The mechanisms of norepinephrine stimulation of calcium ion entry in isolated rabbit aorta and mesenteric resistance vessels were studied through measurements of effects on calcium-45 influx, tension, and membrane potential. The resistance vessels were considerably less sensitive to norepinephrine than the aorta. The aorta exhibited complex dose-response curves for norepinephrine-stimulated calcium influx and contraction, whereas these were simple in the arterioles. Both vessels were depolarized with increasing concentrations of potassium. Norepinephrine did not depolarize the aorta, whereas it did depolarize the mesenteric resistance vessels. This result supports the contention that norepinephrine opens receptor-operated channels to induce calcium entry in the aorta, while it may activate potential sensitive calcium channels in the mesenteric resistance vessels.
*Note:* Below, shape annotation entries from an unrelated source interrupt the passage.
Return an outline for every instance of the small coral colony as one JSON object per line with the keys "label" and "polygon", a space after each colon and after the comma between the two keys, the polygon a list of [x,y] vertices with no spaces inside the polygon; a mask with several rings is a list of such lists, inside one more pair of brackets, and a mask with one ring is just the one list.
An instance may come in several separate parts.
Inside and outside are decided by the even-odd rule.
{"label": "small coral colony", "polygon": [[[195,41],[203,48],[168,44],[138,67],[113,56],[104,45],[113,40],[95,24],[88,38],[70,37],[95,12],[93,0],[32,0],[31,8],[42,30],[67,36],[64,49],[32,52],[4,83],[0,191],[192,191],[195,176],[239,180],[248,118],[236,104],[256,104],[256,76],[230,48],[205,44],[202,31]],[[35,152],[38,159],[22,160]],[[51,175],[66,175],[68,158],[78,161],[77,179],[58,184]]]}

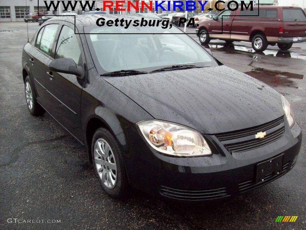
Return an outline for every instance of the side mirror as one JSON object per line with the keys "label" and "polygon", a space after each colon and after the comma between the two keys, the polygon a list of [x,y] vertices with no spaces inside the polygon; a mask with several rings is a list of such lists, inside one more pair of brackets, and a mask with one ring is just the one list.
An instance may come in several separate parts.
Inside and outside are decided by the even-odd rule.
{"label": "side mirror", "polygon": [[58,58],[53,60],[49,65],[50,70],[59,73],[73,74],[79,78],[83,78],[84,70],[78,66],[71,58]]}

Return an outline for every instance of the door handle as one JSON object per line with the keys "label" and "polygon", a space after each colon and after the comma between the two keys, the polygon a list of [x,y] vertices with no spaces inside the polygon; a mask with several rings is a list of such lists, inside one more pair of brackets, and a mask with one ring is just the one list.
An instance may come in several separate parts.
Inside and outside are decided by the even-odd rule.
{"label": "door handle", "polygon": [[50,78],[50,80],[52,80],[53,79],[53,78],[54,77],[54,76],[52,74],[52,71],[50,71],[50,72],[47,72],[47,75]]}

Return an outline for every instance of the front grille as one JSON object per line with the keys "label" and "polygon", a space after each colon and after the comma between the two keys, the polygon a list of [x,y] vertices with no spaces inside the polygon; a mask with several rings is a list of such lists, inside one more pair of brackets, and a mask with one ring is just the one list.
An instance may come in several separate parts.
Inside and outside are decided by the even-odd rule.
{"label": "front grille", "polygon": [[268,134],[263,139],[252,139],[242,142],[224,145],[229,150],[233,152],[241,152],[266,145],[282,138],[285,132],[285,127]]}
{"label": "front grille", "polygon": [[248,191],[252,190],[259,187],[281,176],[285,173],[288,169],[289,163],[288,162],[283,166],[282,171],[279,174],[270,173],[267,175],[263,179],[263,181],[256,183],[254,180],[245,181],[239,184],[239,190],[241,193],[244,193]]}
{"label": "front grille", "polygon": [[172,199],[186,201],[206,201],[230,196],[225,188],[209,190],[184,190],[161,186],[160,194]]}
{"label": "front grille", "polygon": [[284,122],[284,118],[282,117],[272,121],[266,123],[261,125],[249,128],[232,132],[224,132],[222,133],[215,134],[215,136],[220,141],[237,139],[239,138],[244,137],[248,136],[255,134],[258,132],[267,130],[278,125],[279,125]]}
{"label": "front grille", "polygon": [[292,168],[293,167],[293,166],[295,165],[296,163],[297,163],[297,158],[299,157],[299,155],[298,154],[293,159],[293,160],[292,161],[292,163],[291,164],[291,168]]}

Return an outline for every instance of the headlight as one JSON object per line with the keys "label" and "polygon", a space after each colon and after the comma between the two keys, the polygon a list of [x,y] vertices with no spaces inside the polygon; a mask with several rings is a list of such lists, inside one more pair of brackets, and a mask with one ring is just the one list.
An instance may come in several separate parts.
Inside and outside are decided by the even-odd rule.
{"label": "headlight", "polygon": [[173,156],[211,155],[204,138],[196,131],[173,123],[157,120],[137,123],[147,142],[156,151]]}
{"label": "headlight", "polygon": [[294,124],[294,118],[293,117],[293,114],[291,109],[291,105],[289,102],[282,95],[282,102],[283,104],[283,108],[285,112],[289,126],[291,128]]}

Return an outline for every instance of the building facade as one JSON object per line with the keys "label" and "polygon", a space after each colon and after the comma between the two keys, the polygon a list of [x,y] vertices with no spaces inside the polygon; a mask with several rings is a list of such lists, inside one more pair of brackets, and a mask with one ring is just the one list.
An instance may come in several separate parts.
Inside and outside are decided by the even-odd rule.
{"label": "building facade", "polygon": [[[74,5],[74,3],[76,0],[72,0],[73,4]],[[65,0],[65,2],[66,4],[68,0]],[[113,2],[115,2],[114,1]],[[145,1],[147,2],[147,0]],[[170,4],[172,5],[172,1],[170,1]],[[95,1],[96,8],[101,8],[103,6],[103,1]],[[91,4],[92,1],[89,1]],[[56,3],[55,1],[55,3]],[[37,6],[37,0],[0,0],[0,22],[7,21],[24,21],[23,18],[24,17],[28,15],[30,13],[43,12],[48,14],[54,14],[58,15],[64,11],[64,9],[62,5],[60,4],[61,6],[57,11],[54,11],[53,9],[50,9],[50,10],[48,11],[46,5],[44,2],[43,0],[39,0],[38,1],[39,6]],[[47,3],[48,5],[50,3],[50,1],[47,1]],[[162,5],[166,9],[168,2],[166,2],[163,4]],[[125,7],[126,4],[124,4],[124,6]],[[88,7],[87,7],[88,8]],[[151,11],[148,11],[147,9],[145,9],[144,11],[141,11],[141,9],[136,10],[135,9],[131,9],[130,11],[118,11],[114,10],[114,9],[112,11],[110,11],[108,8],[106,10],[106,12],[109,13],[114,14],[132,14],[136,13],[162,13],[161,11],[159,10],[159,12],[155,11],[153,6],[153,10]],[[77,2],[76,8],[76,10],[73,11],[78,13],[82,13],[81,6],[79,2]],[[68,10],[71,10],[71,8],[68,9]],[[163,11],[162,13],[170,13],[172,11]]]}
However, the maximum depolarization with norepinephrine (10(-4) M) in the arterioles was completely blocked by 10(-5) M diltiazem, whereas that induced by 80 mM potassium was unaltered by the diltiazem. Furthermore, 10(-4) M norepinephrine was able to stimulate virtually the same contraction and calcium influx in 80 mM potassium-depolarized arterioles as in normal polarized tissues. These results are consistent with norepinephrine opening of receptor-operated channels to allow calcium entry in the rabbit mesenteric resistance vessels. That the behavior of norepinephrine-activated channels in the aorta is more complex than in the arterioles is further illustrated by a dramatically decreasing sensitivity of norepinephrine-stimulated calcium influx to diltiazem with increasing norepinephrine in the aorta but not in the arterioles.(ABSTRACT TRUNCATED AT 250 WORDS)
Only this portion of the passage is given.